The plight of millions who are raising families while taking care of aging parents has created a genuine crunch generation who must fight to stay in the saddle — a form of stasis — never really winning or losing, just staying afloat, bearing in mind that all such binds are time limited. They can’t last forever.

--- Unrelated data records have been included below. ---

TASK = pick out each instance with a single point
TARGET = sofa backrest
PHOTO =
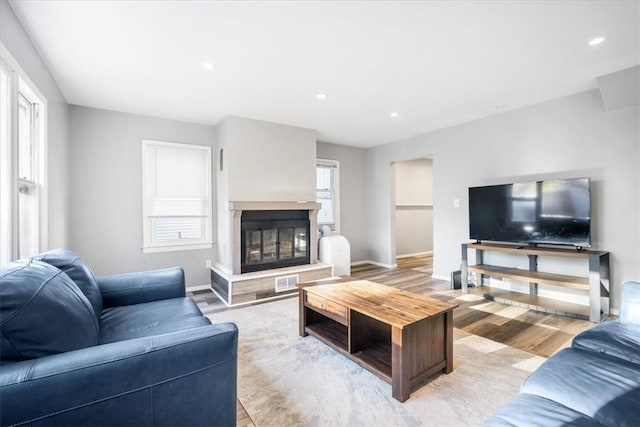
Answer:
(630, 308)
(43, 312)
(78, 271)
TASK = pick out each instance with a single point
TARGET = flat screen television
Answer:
(542, 212)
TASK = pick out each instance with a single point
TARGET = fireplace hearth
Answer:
(274, 239)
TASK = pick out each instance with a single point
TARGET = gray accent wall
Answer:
(106, 191)
(353, 208)
(18, 43)
(569, 137)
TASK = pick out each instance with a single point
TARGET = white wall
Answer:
(106, 191)
(15, 39)
(353, 209)
(413, 206)
(268, 161)
(263, 162)
(567, 137)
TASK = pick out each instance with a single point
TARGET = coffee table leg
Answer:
(303, 315)
(400, 380)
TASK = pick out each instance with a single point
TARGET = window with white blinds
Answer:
(176, 196)
(327, 193)
(23, 207)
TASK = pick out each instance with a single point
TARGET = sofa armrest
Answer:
(182, 378)
(145, 286)
(630, 307)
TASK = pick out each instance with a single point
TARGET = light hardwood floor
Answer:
(538, 333)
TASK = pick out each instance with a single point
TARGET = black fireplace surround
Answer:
(273, 239)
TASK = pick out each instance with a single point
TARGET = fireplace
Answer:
(273, 239)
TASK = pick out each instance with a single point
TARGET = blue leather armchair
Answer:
(596, 382)
(127, 349)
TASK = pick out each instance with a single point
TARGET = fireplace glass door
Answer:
(274, 243)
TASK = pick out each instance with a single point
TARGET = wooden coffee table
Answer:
(401, 337)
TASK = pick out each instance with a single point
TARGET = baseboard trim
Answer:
(414, 254)
(376, 263)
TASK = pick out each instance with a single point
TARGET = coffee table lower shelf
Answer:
(376, 358)
(402, 352)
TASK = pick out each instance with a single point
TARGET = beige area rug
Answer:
(287, 380)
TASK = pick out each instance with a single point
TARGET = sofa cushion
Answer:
(529, 410)
(615, 339)
(148, 319)
(79, 272)
(604, 388)
(42, 312)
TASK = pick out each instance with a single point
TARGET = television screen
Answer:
(553, 212)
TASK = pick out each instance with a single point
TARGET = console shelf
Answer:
(595, 281)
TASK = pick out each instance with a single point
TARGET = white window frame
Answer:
(175, 206)
(335, 164)
(20, 83)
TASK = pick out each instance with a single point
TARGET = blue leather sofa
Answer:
(119, 350)
(596, 382)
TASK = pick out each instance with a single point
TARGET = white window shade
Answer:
(177, 196)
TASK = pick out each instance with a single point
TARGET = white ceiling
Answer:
(435, 63)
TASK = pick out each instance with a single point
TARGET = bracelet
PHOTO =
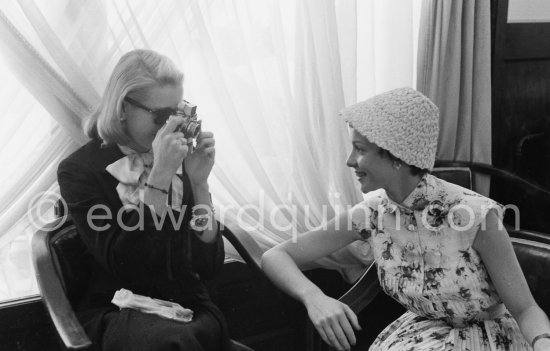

Thank God!

 

Her hand must be wired

into the reins

in violation of all

sound rodeo rules,

and she rides astride

not one, but two

unruly mounts.

 

One threatens death,

collapse beneath her,

despite best efforts

to keep her moving,

head up in the chute.

 

The other writhes, jumps,

bucks, and climbs the walls,

heedless of calming words,

maternal clucking noises

and admonitions to calm.

 

But the chute gate never opens;

the rider tires, but perseveres,

and the announcer

seems to be reading

the 23rd Psalm

in the booming, amplified,

twangy, West Texas voice

so typical of rodeo announcers.

 

Will the buzzer razz,

signaling the end of the ride,

or will this noble cowgirl

get thrown under one ride

or the other.

 

Maybe that’s what

the announcer means

by that “shadow of death” line.

 

Maybe that’s the promise

of that last phrase —

“And I will dwell in the House of the Lord, forever.”